The man let out a scream that was quickly replaced by gurgling as blood flooded his esophagus.
After taking a few minutes to capture his breath and insure others weren’t close behind, Eli stood, pushing the dead man's body from his.
He had never killed before, but he cared little at the moment for the lost of life.
Then he ran. Ran deeper and deeper into the woods. The residents would know where to look for him in no time.
There was more chance of him finding a way out with his car, or through his old house. The community had ensure that he was completely isolated.
He remembered that there were other small villages nearby, and maybe if he continued on he’d eventually find one.
That was his hope at least, as he ran for hours, pushing past the fatigue and exhaustion of his existence.

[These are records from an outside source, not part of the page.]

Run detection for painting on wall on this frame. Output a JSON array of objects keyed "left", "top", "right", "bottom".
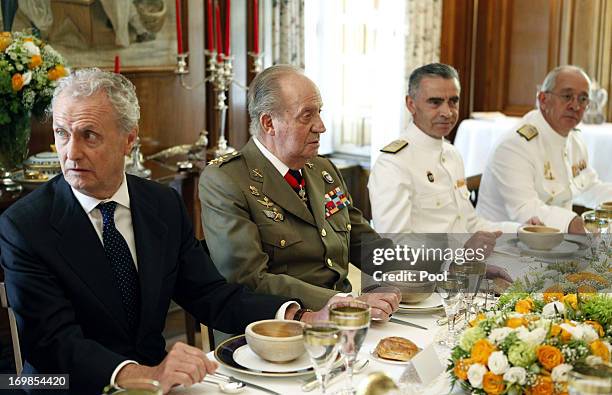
[{"left": 3, "top": 0, "right": 187, "bottom": 72}]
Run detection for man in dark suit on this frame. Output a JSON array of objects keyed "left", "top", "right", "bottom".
[{"left": 0, "top": 69, "right": 338, "bottom": 394}]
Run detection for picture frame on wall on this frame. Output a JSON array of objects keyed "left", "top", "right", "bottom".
[{"left": 0, "top": 0, "right": 188, "bottom": 72}]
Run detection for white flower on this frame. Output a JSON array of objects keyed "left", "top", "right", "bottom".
[
  {"left": 542, "top": 301, "right": 565, "bottom": 317},
  {"left": 584, "top": 355, "right": 603, "bottom": 366},
  {"left": 504, "top": 366, "right": 527, "bottom": 385},
  {"left": 580, "top": 324, "right": 599, "bottom": 343},
  {"left": 21, "top": 71, "right": 32, "bottom": 86},
  {"left": 489, "top": 326, "right": 522, "bottom": 344},
  {"left": 23, "top": 41, "right": 40, "bottom": 56},
  {"left": 487, "top": 351, "right": 510, "bottom": 374},
  {"left": 551, "top": 363, "right": 572, "bottom": 383},
  {"left": 468, "top": 363, "right": 487, "bottom": 388},
  {"left": 516, "top": 327, "right": 546, "bottom": 346}
]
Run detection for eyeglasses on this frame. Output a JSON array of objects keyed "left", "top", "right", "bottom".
[{"left": 546, "top": 91, "right": 591, "bottom": 107}]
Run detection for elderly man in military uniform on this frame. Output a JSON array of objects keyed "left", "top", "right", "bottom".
[
  {"left": 477, "top": 66, "right": 612, "bottom": 233},
  {"left": 199, "top": 65, "right": 399, "bottom": 319},
  {"left": 368, "top": 63, "right": 519, "bottom": 241}
]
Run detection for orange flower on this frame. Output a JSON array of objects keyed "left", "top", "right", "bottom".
[
  {"left": 563, "top": 294, "right": 578, "bottom": 310},
  {"left": 470, "top": 339, "right": 495, "bottom": 365},
  {"left": 11, "top": 73, "right": 23, "bottom": 92},
  {"left": 47, "top": 64, "right": 68, "bottom": 81},
  {"left": 544, "top": 292, "right": 563, "bottom": 303},
  {"left": 482, "top": 372, "right": 506, "bottom": 395},
  {"left": 514, "top": 298, "right": 533, "bottom": 314},
  {"left": 28, "top": 55, "right": 42, "bottom": 70},
  {"left": 470, "top": 313, "right": 487, "bottom": 326},
  {"left": 453, "top": 358, "right": 474, "bottom": 380},
  {"left": 528, "top": 376, "right": 555, "bottom": 395},
  {"left": 584, "top": 320, "right": 605, "bottom": 337},
  {"left": 536, "top": 345, "right": 563, "bottom": 370},
  {"left": 589, "top": 340, "right": 610, "bottom": 362},
  {"left": 0, "top": 32, "right": 13, "bottom": 52},
  {"left": 506, "top": 317, "right": 527, "bottom": 329}
]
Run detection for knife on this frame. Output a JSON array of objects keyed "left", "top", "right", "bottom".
[
  {"left": 389, "top": 317, "right": 429, "bottom": 331},
  {"left": 228, "top": 376, "right": 281, "bottom": 395}
]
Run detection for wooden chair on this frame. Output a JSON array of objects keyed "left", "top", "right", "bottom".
[
  {"left": 465, "top": 174, "right": 482, "bottom": 207},
  {"left": 0, "top": 282, "right": 23, "bottom": 374}
]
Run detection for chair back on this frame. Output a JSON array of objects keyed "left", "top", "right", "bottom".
[{"left": 0, "top": 282, "right": 23, "bottom": 374}]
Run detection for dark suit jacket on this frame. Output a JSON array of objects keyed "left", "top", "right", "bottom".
[{"left": 0, "top": 175, "right": 286, "bottom": 394}]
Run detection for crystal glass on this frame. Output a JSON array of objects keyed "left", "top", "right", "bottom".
[
  {"left": 329, "top": 300, "right": 371, "bottom": 394},
  {"left": 304, "top": 321, "right": 340, "bottom": 395},
  {"left": 436, "top": 274, "right": 468, "bottom": 348},
  {"left": 449, "top": 261, "right": 487, "bottom": 322}
]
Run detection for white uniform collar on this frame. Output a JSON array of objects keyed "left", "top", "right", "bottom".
[
  {"left": 70, "top": 173, "right": 130, "bottom": 214},
  {"left": 406, "top": 122, "right": 445, "bottom": 151},
  {"left": 525, "top": 109, "right": 573, "bottom": 146},
  {"left": 253, "top": 137, "right": 294, "bottom": 177}
]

Eventually, the dim glow of a green light in the distance greeted Eli. It was far and only a pinpoint, but it was undoubtedly a sign of civilization.
So, he continued on, his own hope growing with the size of the light.
Eli stumbled into the backyard of a cottage like home. A single green light shown from the side that face the street and glowed around the edges of the home.
It was soft and comforting, promising a better time to come. He made his way to the middle of the street, hoping to flag down a passing car, to find any bit of help.
Then, he noticed something about the community.
He was surrounded by green lanterns.